Про концлагерь народ ещё не знал, но спрашивать постеснялись. Но никто не удивился, что молодой начальник отдела осведомлен лучше, чем они сами. Работа у него такая.

Устраивать большой террор в губернии не хотелось. У нас и так проблем выше крыши, какой тут террор? Посовещавшись, решили бросить все силы на укрепление партийной организации – провести губернскую партийную конференцию, создать губернский комитет партии, избрать его руководство. И в самом деле, сколько можно терпеть разношерстные партя-чейки, которые и членские взносы забывают платить, а требуют от губернии агитационной литературы.

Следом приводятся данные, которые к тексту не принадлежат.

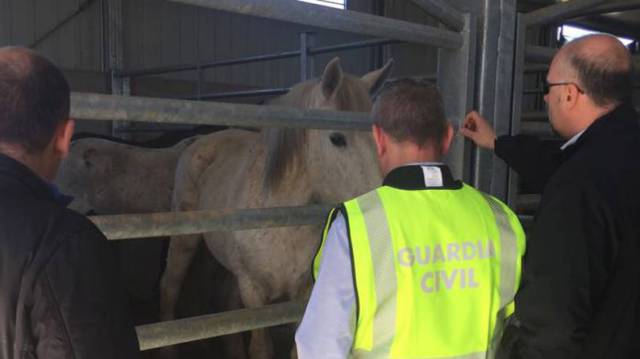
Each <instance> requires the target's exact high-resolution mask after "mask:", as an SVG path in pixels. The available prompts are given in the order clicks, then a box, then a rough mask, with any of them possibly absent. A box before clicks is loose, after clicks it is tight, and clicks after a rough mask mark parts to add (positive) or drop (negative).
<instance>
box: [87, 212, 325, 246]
mask: <svg viewBox="0 0 640 359" xmlns="http://www.w3.org/2000/svg"><path fill="white" fill-rule="evenodd" d="M330 209H331V206H328V205H314V206H305V207H277V208H261V209H236V210H217V211H192V212H164V213H146V214H118V215H108V216H92V217H89V218H90V219H91V220H92V221H93V223H95V225H96V226H97V227H98V228H100V231H102V233H104V235H105V236H106V237H107V239H109V240H119V239H128V238H153V237H165V236H177V235H185V234H198V233H207V232H215V231H237V230H245V229H257V228H271V227H289V226H305V225H313V224H321V223H322V221H323V220H325V219H326V214H327V213H328V212H329V210H330Z"/></svg>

В общем, никто не сказал вслух, что мы не станем участвовать в решениях, которые примет Москва, но немножечко поволокитим.

Как водится, губисполком приказал срочно опубликовать текст сообщения ВЦИК в газете, а в уезды отправить собственные телеграммы, в которых предписывалось «решительно пресекать любые попытки врагов революции выступить против Советской власти». Кто мог подумать, какого монстра мы выпустим?

Уже 3-го сентября из Кириллова сообщили, что после получения телеграммы, Кирилловский уисполком постановил:

«Поручить ЧК всех подозрительных лиц и замеченных в контрреволюционных выступления немедленно арестовать и по усмотрению часть отправлять в Кронштадт, а важных преступников в случае надобности расстреливать. Привлечь всю буржуазию в возрасте от 18 до 50 лет на общественные работы на своем содержании. Бывшего исправника Хабакова, находящегося в местной тюрьме – расстрелять.

В губернии только ахнули. Не сказать, что я большой знаток истории революции и гражданской войны, но, как помню, нечто подобное было в декрете «О красном терроре». Вернее, ещё только будет. Но что-то изменить, скорректировать, мы не могли. Я вообще иногда только башкой крутил, наблюдая на «партизанщину», происходившую в наших уездах.